Elizas Best Wednesday Catherine Lalonde

ISBN: 9781550740066

Published: June 30th 1990


61 pages


Elizas Best Wednesday  by  Catherine Lalonde

Elizas Best Wednesday by Catherine Lalonde
June 30th 1990 | Hardcover | PDF, EPUB, FB2, DjVu, audiobook, mp3, ZIP | 61 pages | ISBN: 9781550740066 | 4.32 Mb

Title: Eliza’s Best WednesdayTarget Audience: 8 - 13 Years OldAuthor(s): Catherine Lalonde and Louise BurchellDrawings by Carol SeargentEliza’s Best Wednesday is a book that realistically portrays Upper Canada life in the 1800’s. The main event is when Eliza and her family go to the Upper Canada Agricultural Exhibition. During the book, however, there are not many conflicts, after all, this is Eliza’s BEST Wednesday, and there are many good events, like when nearly her entire family gets a ribbon and prize money each for their entries.The authors, Catherine Lalonde and Louise Burchell, have shown Upper Canada life in a way that is different from others.

Where most books like to portray the hardships of a farming life, Eliza’s Best Wednesday portrays the other side, the celebration, festivals, and joy. Also, there is a lot of realism in the book, right down to the pictures, which show a setting of a wooden house, wooden tables, and generally wooden furniture with some non-wooden decorations, silverware, and plates.

Furthermore, the Agricultural Exhibition is shown to be an crowded place full of families, peddlers, quacks (people who use trickery to make money), and it makes clear that people fall for the quacks’ tricks, since people used to, but now that people know more, they probably wouldn’t be tricked by some guy saying he is selling some “Magical Tonic Water”, that will “cure every single illness imaginable”.

One example is when Eliza’s own brother, James thinks this “Professor Grant”, can predict the future just by feeling the organs in your brain. The realism even extends to some of the characters’ personalities. Eliza is obedient, but not stiff, and kind of gullible. James, is rebellious, gullible, and curious.

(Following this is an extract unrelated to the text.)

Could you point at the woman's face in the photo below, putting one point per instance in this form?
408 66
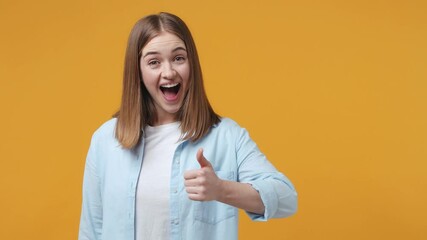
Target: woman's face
165 72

Lastly, there’s Hannah McQuinn, the stereotypical embodiment of a bully.I felt that this book deserved a ⅘ stars because of it’s realism and overall interesting event and approach, but I don’t give the book a 5 star rating since it was short for the typical book at the 8 to 13 year old reading level, maybe not for 8 year olds, but once you get to be around 10, this book will probably be too short for your liking.

However, I still encourage people to read this book, since it gives you a glimpse of the celebratory, and generally joyful part of farming life in Upper Canada, in the 1800’s. Also, it’s a quick read, so you can just read this book for something refreshing from the humdrum 200+ page fiction book you normally read.